Under the ramp, I saw a large red snake with what looked like a spade-shaped head. Alarm bells rang out and I called out to my brother who was running towards it with wild abandon. Years later, I still tell the story sometimes, much to my brother’s chagrin. He is offended that I even jokingly insinuate that I saved his life in some way. “There’s no copperheads in Michigan,” he’d say with a sour look on his face. “Just some garden snake. You made a big deal out of nothing.”
And perhaps the story is misleading the way I tell it, because I never mention the dreams. I never let slip that maybe my fear was less for my brother’s safety than it was concerned with my own fear of change.
Don’t Go Too Far
When I was young, my family and I would often visit Kalkaska to see my grandparents, my aunt, and my uncles. Often these visits were during the summer, so my dad would ride Harleys with my grandpa, my uncle Les would take us dirt biking, and we’d spend lots of days boating or playing around on the beach. Driving out to Blue or Bear Lake was a day long adventure, all of us heading out in the morning in my grandpa’s big surfer van. I loved to boat and jet ski, but swimming was always my favorite activity when it came to the water. It felt so free, to glide through the water and feel encompassed in the warmth and the silence of being underwater, sun shining down to the floor of the lake and alighting all the fish and plants swaying in the tide.
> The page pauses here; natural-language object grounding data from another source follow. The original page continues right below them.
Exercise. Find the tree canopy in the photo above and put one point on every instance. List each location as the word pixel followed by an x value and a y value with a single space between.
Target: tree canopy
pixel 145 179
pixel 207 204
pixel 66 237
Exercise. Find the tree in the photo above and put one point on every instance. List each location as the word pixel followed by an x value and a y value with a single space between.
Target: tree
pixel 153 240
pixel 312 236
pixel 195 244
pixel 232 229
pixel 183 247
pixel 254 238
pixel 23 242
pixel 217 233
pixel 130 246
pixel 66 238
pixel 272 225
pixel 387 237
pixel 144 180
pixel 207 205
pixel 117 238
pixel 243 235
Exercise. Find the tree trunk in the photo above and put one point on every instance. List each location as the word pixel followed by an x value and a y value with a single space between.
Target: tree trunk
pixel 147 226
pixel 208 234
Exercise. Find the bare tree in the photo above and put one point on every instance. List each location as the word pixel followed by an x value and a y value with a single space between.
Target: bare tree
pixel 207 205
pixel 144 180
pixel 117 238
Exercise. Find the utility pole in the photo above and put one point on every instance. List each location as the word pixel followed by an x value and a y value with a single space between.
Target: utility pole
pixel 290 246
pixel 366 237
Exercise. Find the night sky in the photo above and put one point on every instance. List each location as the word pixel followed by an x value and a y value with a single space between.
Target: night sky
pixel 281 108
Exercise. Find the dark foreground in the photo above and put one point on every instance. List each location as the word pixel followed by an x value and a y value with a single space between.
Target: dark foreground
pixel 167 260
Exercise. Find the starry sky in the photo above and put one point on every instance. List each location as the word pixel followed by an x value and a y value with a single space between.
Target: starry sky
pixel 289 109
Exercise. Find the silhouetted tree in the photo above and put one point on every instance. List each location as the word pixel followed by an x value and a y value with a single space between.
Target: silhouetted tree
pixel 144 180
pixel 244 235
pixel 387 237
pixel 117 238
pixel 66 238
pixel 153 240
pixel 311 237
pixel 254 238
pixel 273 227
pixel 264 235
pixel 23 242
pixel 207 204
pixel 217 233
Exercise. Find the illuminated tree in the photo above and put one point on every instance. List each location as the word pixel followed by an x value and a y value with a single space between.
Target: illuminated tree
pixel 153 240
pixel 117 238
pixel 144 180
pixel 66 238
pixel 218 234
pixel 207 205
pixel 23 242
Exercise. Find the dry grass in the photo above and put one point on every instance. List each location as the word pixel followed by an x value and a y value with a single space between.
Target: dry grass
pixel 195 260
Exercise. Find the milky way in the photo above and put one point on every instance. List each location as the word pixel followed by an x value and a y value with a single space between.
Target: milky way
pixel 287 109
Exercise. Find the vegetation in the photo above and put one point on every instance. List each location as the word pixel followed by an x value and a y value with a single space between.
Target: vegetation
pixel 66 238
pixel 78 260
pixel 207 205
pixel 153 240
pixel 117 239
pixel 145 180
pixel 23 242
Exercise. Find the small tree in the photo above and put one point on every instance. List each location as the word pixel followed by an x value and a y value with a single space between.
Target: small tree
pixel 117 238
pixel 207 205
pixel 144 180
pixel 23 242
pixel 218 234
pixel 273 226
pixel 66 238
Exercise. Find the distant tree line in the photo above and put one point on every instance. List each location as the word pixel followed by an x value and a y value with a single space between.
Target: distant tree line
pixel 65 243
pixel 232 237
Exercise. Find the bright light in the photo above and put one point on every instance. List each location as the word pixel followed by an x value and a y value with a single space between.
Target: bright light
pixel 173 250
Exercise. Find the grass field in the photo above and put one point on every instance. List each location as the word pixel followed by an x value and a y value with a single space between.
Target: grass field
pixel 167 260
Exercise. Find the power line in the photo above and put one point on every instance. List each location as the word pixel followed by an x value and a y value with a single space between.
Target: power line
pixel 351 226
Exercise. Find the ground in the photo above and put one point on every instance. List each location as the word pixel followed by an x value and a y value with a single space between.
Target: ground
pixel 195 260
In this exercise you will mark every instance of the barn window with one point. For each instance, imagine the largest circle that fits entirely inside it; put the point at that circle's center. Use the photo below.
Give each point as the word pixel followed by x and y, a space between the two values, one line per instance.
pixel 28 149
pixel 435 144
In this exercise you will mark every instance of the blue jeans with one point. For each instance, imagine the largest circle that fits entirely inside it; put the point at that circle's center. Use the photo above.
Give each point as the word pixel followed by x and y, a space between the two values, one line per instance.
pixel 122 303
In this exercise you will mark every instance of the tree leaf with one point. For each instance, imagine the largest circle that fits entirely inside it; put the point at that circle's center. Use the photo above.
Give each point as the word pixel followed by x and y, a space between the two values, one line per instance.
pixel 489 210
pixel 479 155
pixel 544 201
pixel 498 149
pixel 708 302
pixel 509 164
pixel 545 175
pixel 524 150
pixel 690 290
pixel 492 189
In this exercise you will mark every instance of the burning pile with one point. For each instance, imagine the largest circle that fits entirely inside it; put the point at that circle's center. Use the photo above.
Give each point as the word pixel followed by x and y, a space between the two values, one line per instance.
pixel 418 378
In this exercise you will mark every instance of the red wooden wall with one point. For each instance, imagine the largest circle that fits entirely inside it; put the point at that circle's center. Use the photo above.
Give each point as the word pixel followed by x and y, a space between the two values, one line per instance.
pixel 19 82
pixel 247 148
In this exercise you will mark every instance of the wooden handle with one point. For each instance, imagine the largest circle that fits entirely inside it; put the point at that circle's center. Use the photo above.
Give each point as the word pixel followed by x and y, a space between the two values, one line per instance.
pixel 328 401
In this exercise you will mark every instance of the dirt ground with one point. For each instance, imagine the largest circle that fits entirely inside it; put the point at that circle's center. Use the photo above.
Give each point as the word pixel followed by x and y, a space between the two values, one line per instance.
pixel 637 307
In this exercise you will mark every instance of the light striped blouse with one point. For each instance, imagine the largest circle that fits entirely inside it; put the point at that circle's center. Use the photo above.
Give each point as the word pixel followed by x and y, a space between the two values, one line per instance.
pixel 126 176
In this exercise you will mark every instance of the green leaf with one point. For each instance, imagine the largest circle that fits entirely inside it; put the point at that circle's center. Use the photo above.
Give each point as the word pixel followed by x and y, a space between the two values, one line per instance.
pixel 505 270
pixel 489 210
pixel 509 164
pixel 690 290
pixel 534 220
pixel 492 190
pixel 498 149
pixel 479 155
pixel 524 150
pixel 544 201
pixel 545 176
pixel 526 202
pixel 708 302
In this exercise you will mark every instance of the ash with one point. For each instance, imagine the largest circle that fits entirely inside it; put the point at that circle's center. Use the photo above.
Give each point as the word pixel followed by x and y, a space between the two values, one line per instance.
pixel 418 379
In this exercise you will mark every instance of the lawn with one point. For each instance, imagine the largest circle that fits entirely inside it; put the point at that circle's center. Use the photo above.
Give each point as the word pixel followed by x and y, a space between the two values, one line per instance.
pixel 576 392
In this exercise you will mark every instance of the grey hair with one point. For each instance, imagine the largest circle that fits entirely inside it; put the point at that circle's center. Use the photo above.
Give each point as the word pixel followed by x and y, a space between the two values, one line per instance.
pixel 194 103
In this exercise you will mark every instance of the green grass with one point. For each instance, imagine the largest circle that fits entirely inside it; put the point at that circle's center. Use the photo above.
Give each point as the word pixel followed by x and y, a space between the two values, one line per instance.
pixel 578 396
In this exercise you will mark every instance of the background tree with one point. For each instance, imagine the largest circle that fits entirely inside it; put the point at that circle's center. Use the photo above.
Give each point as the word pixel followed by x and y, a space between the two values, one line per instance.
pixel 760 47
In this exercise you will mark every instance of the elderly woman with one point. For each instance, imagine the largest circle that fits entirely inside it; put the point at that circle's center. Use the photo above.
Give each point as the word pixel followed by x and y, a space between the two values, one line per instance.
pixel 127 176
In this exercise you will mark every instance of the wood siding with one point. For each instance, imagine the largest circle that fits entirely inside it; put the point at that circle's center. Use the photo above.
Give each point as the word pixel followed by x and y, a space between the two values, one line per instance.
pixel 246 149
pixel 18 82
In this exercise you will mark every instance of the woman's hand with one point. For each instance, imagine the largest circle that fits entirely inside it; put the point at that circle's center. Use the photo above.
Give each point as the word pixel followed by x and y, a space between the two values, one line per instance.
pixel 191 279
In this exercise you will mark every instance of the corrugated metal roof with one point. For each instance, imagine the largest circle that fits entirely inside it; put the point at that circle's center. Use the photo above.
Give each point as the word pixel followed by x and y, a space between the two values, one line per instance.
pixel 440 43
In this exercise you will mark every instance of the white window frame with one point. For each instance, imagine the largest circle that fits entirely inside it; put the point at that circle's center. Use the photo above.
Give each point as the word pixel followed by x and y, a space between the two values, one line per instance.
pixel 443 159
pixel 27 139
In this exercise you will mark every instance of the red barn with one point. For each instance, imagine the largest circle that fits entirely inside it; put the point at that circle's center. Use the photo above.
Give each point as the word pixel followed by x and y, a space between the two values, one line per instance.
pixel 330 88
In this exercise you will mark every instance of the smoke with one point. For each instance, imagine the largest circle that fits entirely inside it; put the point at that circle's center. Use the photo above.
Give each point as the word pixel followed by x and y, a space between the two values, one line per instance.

One specific memory I have is being very little and just starting to swim, and this big floaty tube my grandpa gave me to hold onto. I remember how he kept calling out to me for swimming out too far, so I only got to swim around in the shallows with the sand all around my feet. It was warm, I could feel the sun on my back and heating up my hair, which was still the towhead blonde color from my early childhood. His frequent calls for me to stay near were frustrating to me as a child, but reminiscing shows it was nothing but love. Worry and love tied together in a deep embrace, which seems to be the core pair of emotions at the heart of the parent or grandparent and child relationship. That wasn’t my concern at the time, I simply wanted to swim out as far as my little legs could take me, but now the thought colors the memory in nice rosy shades.
The water was comfortable and warm, the sweet freshwater lake rocking me up and down as the tide came in and went out like a rhythm of breathing. My family was spread out between standing behind me on the beach, or swimming ahead of me out in the water. I still have never swam in or even touched the ocean; my lake-loving childhood has made me skittish about even the brackish waters of Lake Erie. “Bull sharks in Lake Michigan,” was a headline that broke when I was in middle school, and it put me off of the ocean and ocean bound rivers for a long time. Maybe I’ll get over it someday – that remains to be seen, in the murky veil of the future. For now, I prefer the lakes I spent so long baptizing myself in as a child, or the nice chlorinated water of pools and jacuzzies. Even if they turn me as red as a lobster, at least there’s no sharks in the hot tub. (At least not in the comfort of the real world. Let’s not talk about that ghost shark movie.)